Clendening, a Keizer resident and teacher in the Salem-Keizer School District’s EDGE online program, felt she had to do something as the numbers of visible homeless people in the area skyrocketed during the past few years.
She’s been basing the work on a quote from a prominent social worker, Brené Brown: “Connection as the energy that exists between people when they feel seen, heard, and valued; when they can give and receive without judgment; and when they derive sustenance and strength from the relationship.”
Her efforts have evolved into a website, caring-connections.org where visitors can find out how to get involved with efforts to relieve the strain on and restore dignity to local unsheltered people, and deeper involvement in a Salem-approved homeless community growing on Portland Road North.
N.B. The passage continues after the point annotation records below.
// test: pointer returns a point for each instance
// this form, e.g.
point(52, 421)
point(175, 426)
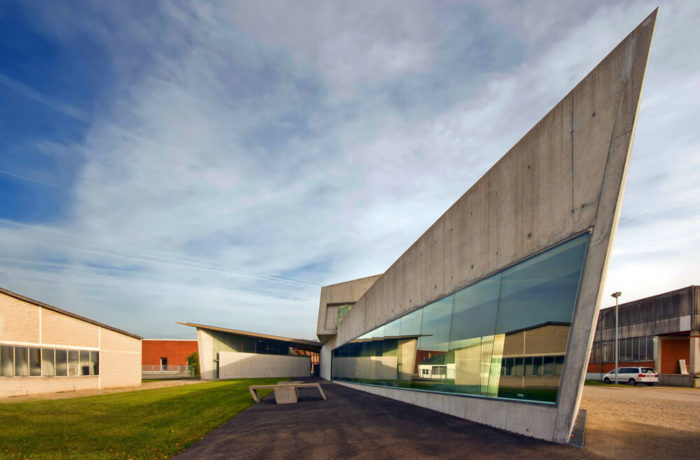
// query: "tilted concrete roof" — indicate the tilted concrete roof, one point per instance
point(253, 334)
point(67, 313)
“I went out to talk with some of the people who have moved in and asked what they needed. They said boredom was one of the big challenges, so I went out and collected crossword and word search books, coloring books, games, colored pencils, pens and markers,” Clendening said.
Her latest focus is helping devise some communal activities.
“They had a bingo night that was really successful, but we could bring art workshops and other things that help emotional well-being. My hope is we could teach in such a way that the residents begin leading the activities themselves,” she said.
In some ways, the experience working more closely with unsheltered people has brought her work as a teacher into sharper focus.
“We are seeing kids coming to school with bigger traumas in their background and traumas that result from not having their basic needs met. Seeing how not having a place to sleep or knowing when you’ll have your next meal is affecting some of our neighbors has been like closing the loop. It’s getting to see what the possible outcome is if we can’t help our students work through trauma,” Clendening said.
As much as Clendening wants to assist those already experiencing homelessness, she also wants others to realize how close most of us are to being in the same situation.
“Most people aren’t that far away from becoming unsheltered. I’ve had some real changes in perspective and the realization that if I didn’t have a good support system, I could be out there with them,” she said.